No dije nada, pero empezaba a preguntarme si tal vez tendría razón. Ya había advertido el agotamiento de McMurphy antes, en el viaje de regreso, cuando insistió en que pasáramos por el lugar donde había vivido de niño. Acabábamos de repartirnos la última cerveza, habíamos arrojado la lata vacía por la ventana en un stop y nos disponíamos a recostarnos y saborear las aventuras vividas, sumergidos en ese agradable sopor que nos invade después de una jornada de plena dedicación a algo que nos gusta, mitad insolación y mitad borrachera, resistiendo al sueño sólo por ganas de apurar esa sensación hasta el fin.

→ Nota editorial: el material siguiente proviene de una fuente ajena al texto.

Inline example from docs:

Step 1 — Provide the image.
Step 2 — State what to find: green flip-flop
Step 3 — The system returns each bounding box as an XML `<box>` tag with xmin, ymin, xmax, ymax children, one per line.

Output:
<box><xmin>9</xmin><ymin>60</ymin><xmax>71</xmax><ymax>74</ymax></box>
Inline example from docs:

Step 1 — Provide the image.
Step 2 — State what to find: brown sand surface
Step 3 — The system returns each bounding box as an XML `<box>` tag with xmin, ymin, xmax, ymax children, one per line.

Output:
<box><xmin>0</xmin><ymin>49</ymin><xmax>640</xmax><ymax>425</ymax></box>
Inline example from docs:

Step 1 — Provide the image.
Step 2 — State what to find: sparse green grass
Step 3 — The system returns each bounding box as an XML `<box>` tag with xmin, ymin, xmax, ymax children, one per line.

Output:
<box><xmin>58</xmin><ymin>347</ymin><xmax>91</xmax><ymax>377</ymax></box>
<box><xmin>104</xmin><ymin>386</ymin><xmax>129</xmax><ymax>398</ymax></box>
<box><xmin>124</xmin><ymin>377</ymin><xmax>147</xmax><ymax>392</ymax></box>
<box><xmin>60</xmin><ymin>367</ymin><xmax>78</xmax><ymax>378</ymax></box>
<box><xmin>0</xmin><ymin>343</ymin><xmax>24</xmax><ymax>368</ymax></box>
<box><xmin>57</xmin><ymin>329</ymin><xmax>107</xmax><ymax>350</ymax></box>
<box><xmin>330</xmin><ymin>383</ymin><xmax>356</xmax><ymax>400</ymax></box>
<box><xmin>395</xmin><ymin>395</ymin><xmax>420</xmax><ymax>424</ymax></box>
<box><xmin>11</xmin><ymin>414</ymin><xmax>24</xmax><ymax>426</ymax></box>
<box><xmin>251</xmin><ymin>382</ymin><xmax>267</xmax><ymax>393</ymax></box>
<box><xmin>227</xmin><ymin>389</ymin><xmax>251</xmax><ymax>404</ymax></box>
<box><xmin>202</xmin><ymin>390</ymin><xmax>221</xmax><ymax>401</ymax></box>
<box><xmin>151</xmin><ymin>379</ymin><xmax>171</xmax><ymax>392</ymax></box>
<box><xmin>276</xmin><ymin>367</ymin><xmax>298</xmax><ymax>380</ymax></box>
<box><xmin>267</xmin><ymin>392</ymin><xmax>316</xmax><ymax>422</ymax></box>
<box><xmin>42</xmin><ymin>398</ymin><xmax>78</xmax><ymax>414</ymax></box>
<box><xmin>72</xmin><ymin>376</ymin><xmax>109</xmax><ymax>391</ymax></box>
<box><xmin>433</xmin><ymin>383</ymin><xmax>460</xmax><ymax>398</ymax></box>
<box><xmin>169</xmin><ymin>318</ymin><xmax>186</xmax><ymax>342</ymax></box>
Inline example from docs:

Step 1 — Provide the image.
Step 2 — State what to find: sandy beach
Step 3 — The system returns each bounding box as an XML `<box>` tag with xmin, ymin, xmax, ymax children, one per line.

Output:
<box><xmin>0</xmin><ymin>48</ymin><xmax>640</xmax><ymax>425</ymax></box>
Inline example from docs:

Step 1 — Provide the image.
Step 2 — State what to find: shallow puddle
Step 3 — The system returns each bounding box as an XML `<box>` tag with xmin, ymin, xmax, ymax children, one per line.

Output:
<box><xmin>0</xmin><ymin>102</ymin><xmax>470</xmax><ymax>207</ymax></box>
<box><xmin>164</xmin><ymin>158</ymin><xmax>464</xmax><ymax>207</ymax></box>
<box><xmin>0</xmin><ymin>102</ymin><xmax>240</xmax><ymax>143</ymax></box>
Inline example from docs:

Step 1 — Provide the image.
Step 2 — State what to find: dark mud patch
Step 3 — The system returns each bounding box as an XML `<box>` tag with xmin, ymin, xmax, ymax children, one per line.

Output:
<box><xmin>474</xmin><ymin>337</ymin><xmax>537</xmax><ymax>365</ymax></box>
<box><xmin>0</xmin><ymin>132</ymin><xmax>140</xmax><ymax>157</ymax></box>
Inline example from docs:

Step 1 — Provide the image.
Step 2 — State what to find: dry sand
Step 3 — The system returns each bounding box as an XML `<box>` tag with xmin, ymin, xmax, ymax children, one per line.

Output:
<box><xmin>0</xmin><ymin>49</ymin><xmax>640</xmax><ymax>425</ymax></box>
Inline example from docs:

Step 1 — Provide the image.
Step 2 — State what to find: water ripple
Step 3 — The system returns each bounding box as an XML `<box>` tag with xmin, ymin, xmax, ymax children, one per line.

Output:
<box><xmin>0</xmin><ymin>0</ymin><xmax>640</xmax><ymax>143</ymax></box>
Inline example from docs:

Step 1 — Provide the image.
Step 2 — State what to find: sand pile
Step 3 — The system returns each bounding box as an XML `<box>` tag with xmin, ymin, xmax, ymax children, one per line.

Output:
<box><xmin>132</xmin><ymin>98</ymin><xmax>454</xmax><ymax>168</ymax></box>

Tuve la vaga impresión de que comenzaba a encontrarme en situación de poder ver algo del lado bueno de la vida que discurría a mi alrededor. McMurphy me estaba enseñando a hacerlo. No recordaba haberme sentido tan bien desde que era niño, cuando todo era hermoso y la tierra aún me cantaba baladas infantiles.

Habíamos tomado la ruta del interior, en vez de seguir a lo largo de la costa, con objeto de pasar por la ciudad donde McMurphy había pasado un más largo v período en su itinerante vida. Descendimos por la ladera de una colina, convencidos de haber perdido el camino… cuando llegamos a un pueblo que abarcaba aproximadamente el doble de extensión que los terrenos del hospital. Cuando nos detuvimos, un viento penetrante había barrido el sol de las calles. McMurphy aparcó el coche junto a unas cañas y señaló con el dedo al otro lado de la carretera.

– Ahí. Es ésa. Parece que hubiera brotado entre los hierbajos… la humilde morada de mis malbaratados años mozos.

Unos árboles deshojados, cada uno rodeado de una pequeña cerca, flanqueaban la calle sumida en la pálida luz de las seis de la tarde, más bien parecía que hubiesen caído sobre la acera cual rayos de madera, resquebrajando el cemento al chocar. Una hilera de estacas de hierro asomaba del suelo frente al patio lleno de hierbajos y detrás de todo eso se alzaba un caserón de madera con un porche, cual desvencijado hombro arrimado contra el viento para no salir rodando como una caja de cartón vacía y detenerse dos manzanas más abajo. El viento traía algunas gotas de lluvia, y observé que la casa tenía los ojos cerrados y en la puerta tintineaba un candado pendiente de una cadena.